Escapism: Salvation or Broken Crutch?


Jack Thistlewood, Writer

Adamant readers of mine probably know that I have a major writing addiction. By this point, that addiction has produced over a million words over the course of approximately two years. This is great and all, but… why have I written so much? “Because I wanted to,” simply isn’t a valid reason for such an absurd amount of writing. So… Why?

Aside from a few reasons, several of which I have mentioned throughout my time on Chatty Matters and many more of which I have not yet revealed to the public eye, I believe that the primary reason for my constant writing is escapism. 

According to the search query “Define escapism,” escapism is defined as, “the tendency to seek distraction and relief from unpleasant realities, especially by seeking entertainment or engaging in fantasy.” As with many people during the start of the infamous COVID-19 quarantine, this definition describes my actions to a T. Of course, quarantine wasn’t the only reason for the sudden start of writing, but it was a major motivator for the unconscious need to escape from the uncomfortable reality that was presented at the time. 
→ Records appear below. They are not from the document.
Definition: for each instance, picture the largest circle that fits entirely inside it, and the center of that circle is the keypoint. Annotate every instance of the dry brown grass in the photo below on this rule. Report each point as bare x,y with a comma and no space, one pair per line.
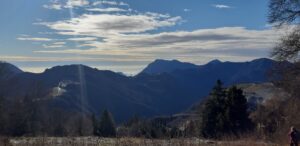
94,141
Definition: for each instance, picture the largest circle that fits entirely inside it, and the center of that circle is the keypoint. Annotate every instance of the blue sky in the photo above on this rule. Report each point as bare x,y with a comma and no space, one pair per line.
126,35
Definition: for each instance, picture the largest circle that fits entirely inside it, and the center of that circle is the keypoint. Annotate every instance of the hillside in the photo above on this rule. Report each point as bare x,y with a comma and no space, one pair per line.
81,88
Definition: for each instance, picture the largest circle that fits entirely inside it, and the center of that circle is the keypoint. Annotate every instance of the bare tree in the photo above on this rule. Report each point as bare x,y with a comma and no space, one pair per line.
284,12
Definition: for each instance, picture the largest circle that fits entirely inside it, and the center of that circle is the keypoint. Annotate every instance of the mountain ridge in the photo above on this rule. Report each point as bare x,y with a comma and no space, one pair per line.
77,87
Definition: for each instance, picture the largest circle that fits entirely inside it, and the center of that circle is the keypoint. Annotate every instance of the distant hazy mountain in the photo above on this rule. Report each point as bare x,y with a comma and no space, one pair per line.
165,66
163,88
7,70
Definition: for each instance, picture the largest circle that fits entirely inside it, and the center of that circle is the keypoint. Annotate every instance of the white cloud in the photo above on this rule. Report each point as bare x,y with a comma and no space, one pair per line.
83,39
221,6
186,10
114,3
53,6
102,25
107,10
34,39
227,43
76,3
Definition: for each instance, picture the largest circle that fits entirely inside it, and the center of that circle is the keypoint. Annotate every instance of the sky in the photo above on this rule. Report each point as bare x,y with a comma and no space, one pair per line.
126,35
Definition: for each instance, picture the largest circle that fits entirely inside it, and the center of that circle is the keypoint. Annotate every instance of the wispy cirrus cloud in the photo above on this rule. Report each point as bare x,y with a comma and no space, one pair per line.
25,38
114,3
222,6
76,3
54,45
107,10
186,10
101,25
82,39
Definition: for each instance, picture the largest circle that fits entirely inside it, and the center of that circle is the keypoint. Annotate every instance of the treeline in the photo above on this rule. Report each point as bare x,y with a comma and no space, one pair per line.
224,112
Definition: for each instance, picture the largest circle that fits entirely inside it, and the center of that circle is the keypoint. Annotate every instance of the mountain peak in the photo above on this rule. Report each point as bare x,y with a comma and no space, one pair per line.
167,66
8,70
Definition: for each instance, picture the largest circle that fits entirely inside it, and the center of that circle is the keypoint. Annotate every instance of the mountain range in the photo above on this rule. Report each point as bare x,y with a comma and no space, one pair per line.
162,88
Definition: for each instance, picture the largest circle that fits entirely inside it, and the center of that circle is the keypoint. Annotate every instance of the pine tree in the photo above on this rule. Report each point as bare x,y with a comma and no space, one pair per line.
213,117
225,112
236,111
106,125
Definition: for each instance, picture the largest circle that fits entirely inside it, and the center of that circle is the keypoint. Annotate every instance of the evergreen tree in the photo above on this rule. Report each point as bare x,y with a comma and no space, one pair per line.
213,117
225,113
95,125
236,111
106,125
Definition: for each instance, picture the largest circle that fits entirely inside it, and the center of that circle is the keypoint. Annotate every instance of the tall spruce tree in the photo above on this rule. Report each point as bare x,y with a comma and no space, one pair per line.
236,111
225,113
106,125
213,117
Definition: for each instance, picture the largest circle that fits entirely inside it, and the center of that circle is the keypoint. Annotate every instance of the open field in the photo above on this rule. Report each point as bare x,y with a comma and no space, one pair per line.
92,141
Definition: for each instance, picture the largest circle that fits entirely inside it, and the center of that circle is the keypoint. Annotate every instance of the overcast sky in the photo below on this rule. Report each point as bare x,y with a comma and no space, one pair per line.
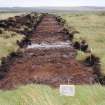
34,3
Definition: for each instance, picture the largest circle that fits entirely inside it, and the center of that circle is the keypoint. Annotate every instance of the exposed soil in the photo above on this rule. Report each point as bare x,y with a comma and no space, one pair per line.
53,66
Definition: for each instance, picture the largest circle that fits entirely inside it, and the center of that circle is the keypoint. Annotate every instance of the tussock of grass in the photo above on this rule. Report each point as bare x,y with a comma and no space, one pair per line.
92,28
8,42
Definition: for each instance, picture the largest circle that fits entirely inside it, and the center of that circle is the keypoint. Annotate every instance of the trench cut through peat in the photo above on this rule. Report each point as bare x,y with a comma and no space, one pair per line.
49,60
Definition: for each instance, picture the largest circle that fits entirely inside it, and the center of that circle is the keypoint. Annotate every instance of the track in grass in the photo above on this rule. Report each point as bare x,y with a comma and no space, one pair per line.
49,60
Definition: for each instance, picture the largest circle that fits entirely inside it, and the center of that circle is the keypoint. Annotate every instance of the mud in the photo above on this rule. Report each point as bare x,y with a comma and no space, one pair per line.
47,65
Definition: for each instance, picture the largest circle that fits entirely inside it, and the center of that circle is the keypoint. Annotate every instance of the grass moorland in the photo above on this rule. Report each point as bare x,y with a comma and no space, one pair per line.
91,26
45,95
8,42
4,15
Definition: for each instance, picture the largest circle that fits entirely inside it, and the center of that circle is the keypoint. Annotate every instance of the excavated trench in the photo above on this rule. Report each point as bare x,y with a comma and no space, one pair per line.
50,59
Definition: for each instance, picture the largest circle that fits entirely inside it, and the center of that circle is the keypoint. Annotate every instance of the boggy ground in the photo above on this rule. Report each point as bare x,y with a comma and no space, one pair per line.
47,65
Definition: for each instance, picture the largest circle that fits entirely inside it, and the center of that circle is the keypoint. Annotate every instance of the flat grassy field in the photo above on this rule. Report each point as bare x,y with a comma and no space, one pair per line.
45,95
91,26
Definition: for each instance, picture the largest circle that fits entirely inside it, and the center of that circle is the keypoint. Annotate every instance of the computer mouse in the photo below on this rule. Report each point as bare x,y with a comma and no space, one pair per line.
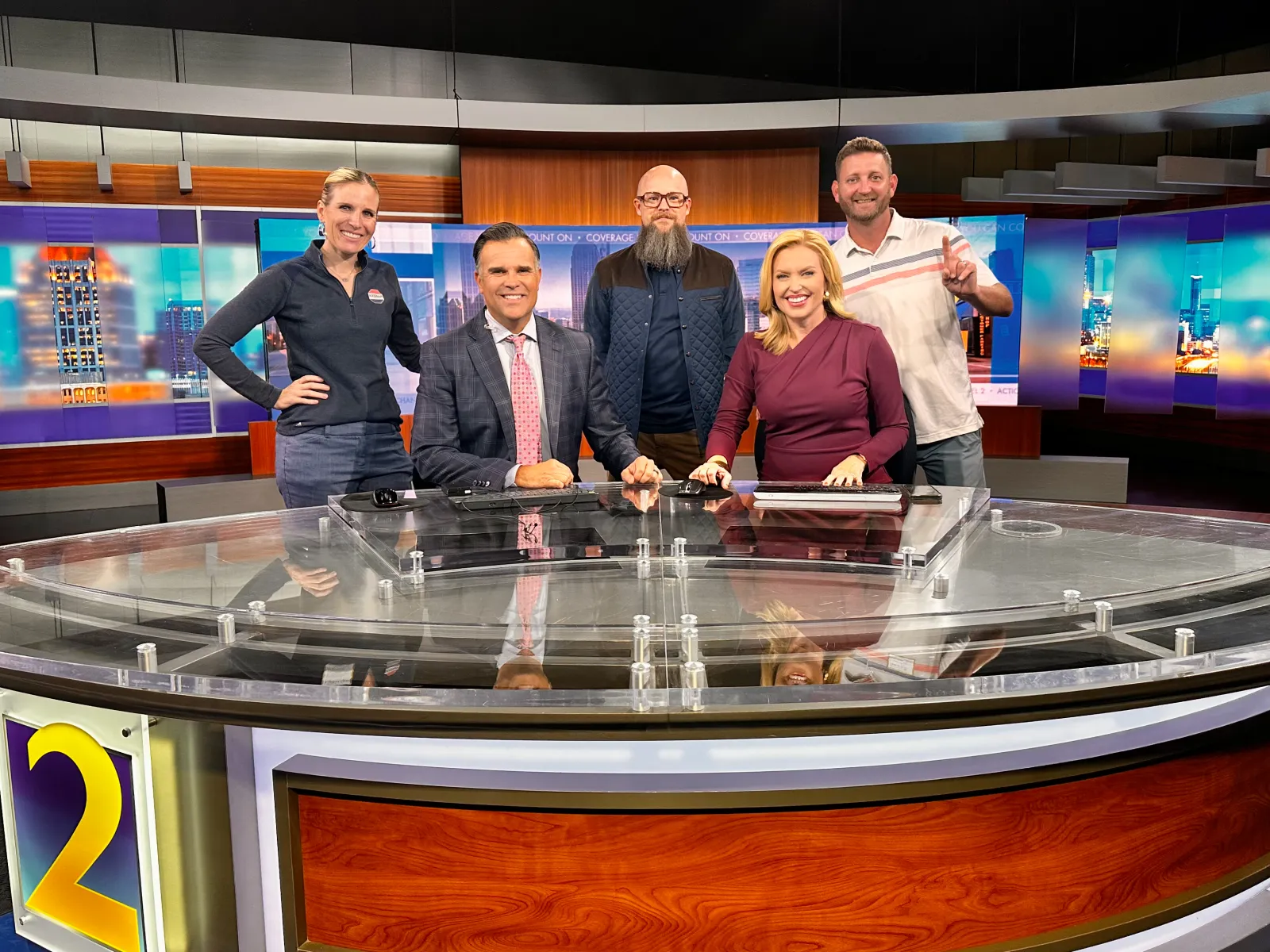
692,488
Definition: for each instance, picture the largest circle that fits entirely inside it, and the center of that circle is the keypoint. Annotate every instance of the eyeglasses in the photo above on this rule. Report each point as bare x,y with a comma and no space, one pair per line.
652,200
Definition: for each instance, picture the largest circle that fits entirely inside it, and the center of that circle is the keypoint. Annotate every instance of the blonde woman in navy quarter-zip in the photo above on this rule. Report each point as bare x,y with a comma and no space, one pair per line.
341,427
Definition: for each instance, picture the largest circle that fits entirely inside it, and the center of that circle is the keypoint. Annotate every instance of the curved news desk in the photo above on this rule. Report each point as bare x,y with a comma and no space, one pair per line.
959,727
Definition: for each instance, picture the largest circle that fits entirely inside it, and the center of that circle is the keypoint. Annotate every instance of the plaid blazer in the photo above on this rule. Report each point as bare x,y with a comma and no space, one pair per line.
464,427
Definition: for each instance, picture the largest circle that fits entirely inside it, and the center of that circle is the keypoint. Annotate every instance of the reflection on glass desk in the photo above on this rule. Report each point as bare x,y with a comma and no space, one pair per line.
436,606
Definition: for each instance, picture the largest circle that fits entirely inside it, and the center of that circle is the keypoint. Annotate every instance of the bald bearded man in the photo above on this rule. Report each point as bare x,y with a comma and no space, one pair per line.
666,315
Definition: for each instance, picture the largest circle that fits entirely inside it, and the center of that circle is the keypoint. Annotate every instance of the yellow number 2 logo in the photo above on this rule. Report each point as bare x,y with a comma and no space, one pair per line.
59,895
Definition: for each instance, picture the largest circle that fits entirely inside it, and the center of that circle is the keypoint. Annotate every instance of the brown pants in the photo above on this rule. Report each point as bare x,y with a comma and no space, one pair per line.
679,454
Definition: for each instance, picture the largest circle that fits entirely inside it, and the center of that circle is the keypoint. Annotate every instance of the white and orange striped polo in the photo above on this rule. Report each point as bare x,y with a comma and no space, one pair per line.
899,289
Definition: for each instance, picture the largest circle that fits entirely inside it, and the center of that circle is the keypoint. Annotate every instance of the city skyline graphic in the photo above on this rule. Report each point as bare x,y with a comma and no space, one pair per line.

And now, we reach the crux of why I’m covering escapism today: does it hurt more than it helps? Sure, escapism may provide relief from stress and reality in the moment, but would it have been more beneficial to simply face reality?

The defensive argument for escapism will cite how necessary it is for day-to-day life. Even without that argument (the validity of which may vary from person to person), I would go so far as to claim that my form of escapism has helped me process and come to a conclusion in regards to multiple issues that are relevant to my daily life, even if the content of the writing is entirely fictional. 

Meanwhile, the argument against escapism will claim that it harms far more than it could ever help. Since the main argument against escapism tends to cite more serious cases – such as refuting a loved one’s death – minor cases, such as sitting back and watching some television after a long day at work, are less prone to argumentative weaknesses. In the case of those more serious situations, however, having to come to terms with reality will ultimately cause the protective barriers that were created by the escapism to crumble at some point. As time progresses in these scenarios, escapism may become a way of life, perhaps even going so far as to lead to a person’s inability to distinguish reality from fantasy. It is, of course, important to note that such cases are incredibly rare and usually reserved for severe scenarios in which coming to terms with reality could psychologically destroy the person in question. 

So, is escapism a salvation for the common man or is it a broken crutch that will only serve to be a hindrance the longer it’s used? As with just about everything else in the world, the answer to that question appears to be moderation. At the end of the day, escapism is a tool to assist one’s lifestyle, not the other way around. 

Still, I think all of us can agree that taking a few days of life off every once in a while to catch up on that show we haven’t had the time to watch is quite simply a glorious experience.